Bir diğer hipotez ise, bilim insanlarının Dünya yüzeyinin hemen altında, her yerde görülen türden bir yaşam bulacağı: yani suda yüzen döküntülerle beslenen pis kokulu anaerobik mikroorganizmalar. NASA’da astrobiyolog Chris McKay, “Böyle bir şey olup olmadığını çürük yumurta kokusundan hemen anlayacağız” diyor.
Alternatif olarak, bu buzulaltı ortamlarının (özellikle de Vostok Gölü’nün), gazı buz yüzeyinin altına iten doğal pompalama mekanizmaları sayesinde, oksijenle dolup taşması. Bu durumda, bilim insanları aşırı oksijenlenmeyle başa çıkabilen yeni mikrop türleri bulmayı umacak. McKay daha az heyecan verici bir olasılıktan da söz ediyor: “Kutuptaki buzul örtüsü koca bir saf su bloku. Yaşam bakımından zengin değil” diyor ve buzulaltı göllerin de aynı derecede kısır olabileceğini söylüyor. Aslında “bu en sıkıcı olasılık” büyük ihtimalle bu yılki araştırmaların sonucu olacak. McKay, “Ben damıtılmış su bekliyorum” diyor.

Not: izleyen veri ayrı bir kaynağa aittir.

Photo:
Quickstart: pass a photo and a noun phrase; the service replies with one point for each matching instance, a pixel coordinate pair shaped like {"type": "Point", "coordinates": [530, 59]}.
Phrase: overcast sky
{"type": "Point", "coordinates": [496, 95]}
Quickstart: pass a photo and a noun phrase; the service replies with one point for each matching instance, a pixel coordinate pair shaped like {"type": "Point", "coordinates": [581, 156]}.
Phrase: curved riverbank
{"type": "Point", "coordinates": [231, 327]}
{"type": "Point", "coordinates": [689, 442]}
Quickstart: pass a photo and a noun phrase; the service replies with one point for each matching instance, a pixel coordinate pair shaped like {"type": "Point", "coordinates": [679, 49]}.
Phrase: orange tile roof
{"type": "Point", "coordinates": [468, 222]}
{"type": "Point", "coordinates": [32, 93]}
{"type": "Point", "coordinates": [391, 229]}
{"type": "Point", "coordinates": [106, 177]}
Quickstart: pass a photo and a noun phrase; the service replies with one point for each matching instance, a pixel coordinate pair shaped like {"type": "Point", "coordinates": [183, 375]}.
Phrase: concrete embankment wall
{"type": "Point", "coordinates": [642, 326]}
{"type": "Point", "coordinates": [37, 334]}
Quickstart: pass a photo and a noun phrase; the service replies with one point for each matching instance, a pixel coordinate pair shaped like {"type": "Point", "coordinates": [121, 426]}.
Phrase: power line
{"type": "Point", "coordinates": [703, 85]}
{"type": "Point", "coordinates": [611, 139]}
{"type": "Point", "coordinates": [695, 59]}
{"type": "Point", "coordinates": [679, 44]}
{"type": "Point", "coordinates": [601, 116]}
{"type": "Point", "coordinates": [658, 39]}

Peki ya buz altında daha büyük, makroskopik yaşam olma olasılığı? “Büyük organizmaların hepsinin ortak yanı, çok gıda ve oksijen tüketmeleridir” diyor McKay. “Biyolojik bakımdan çok üretken ortamlarda yaşamaya mecburuz.” Buzulaltı gölleri ise tam tersi, en fazla seyrek otlar içerebilir. Yani, göller kaya yiyen ya da süper aerobik mikroplarla dolu olsaydı (her ne kadar küçük de olsa) onları yiyecek bir yaratık bulma olasılığımız bulunurdu. Gerçekten de küçük nematodlar, yani yuvarlak solucanlar, daha birçok amansız yaşam koşulunda bulundu. Hatta kısa süre önce dünya yüzeyinin 1,6 km altında bir altın madeninde bile böylesi solucanlara rastlandı. “Nematodlar böylesi bir ortamın zirvesindeki avcılar olur” diyor Christner. “Aslanlar veya kaplanlar gibi.”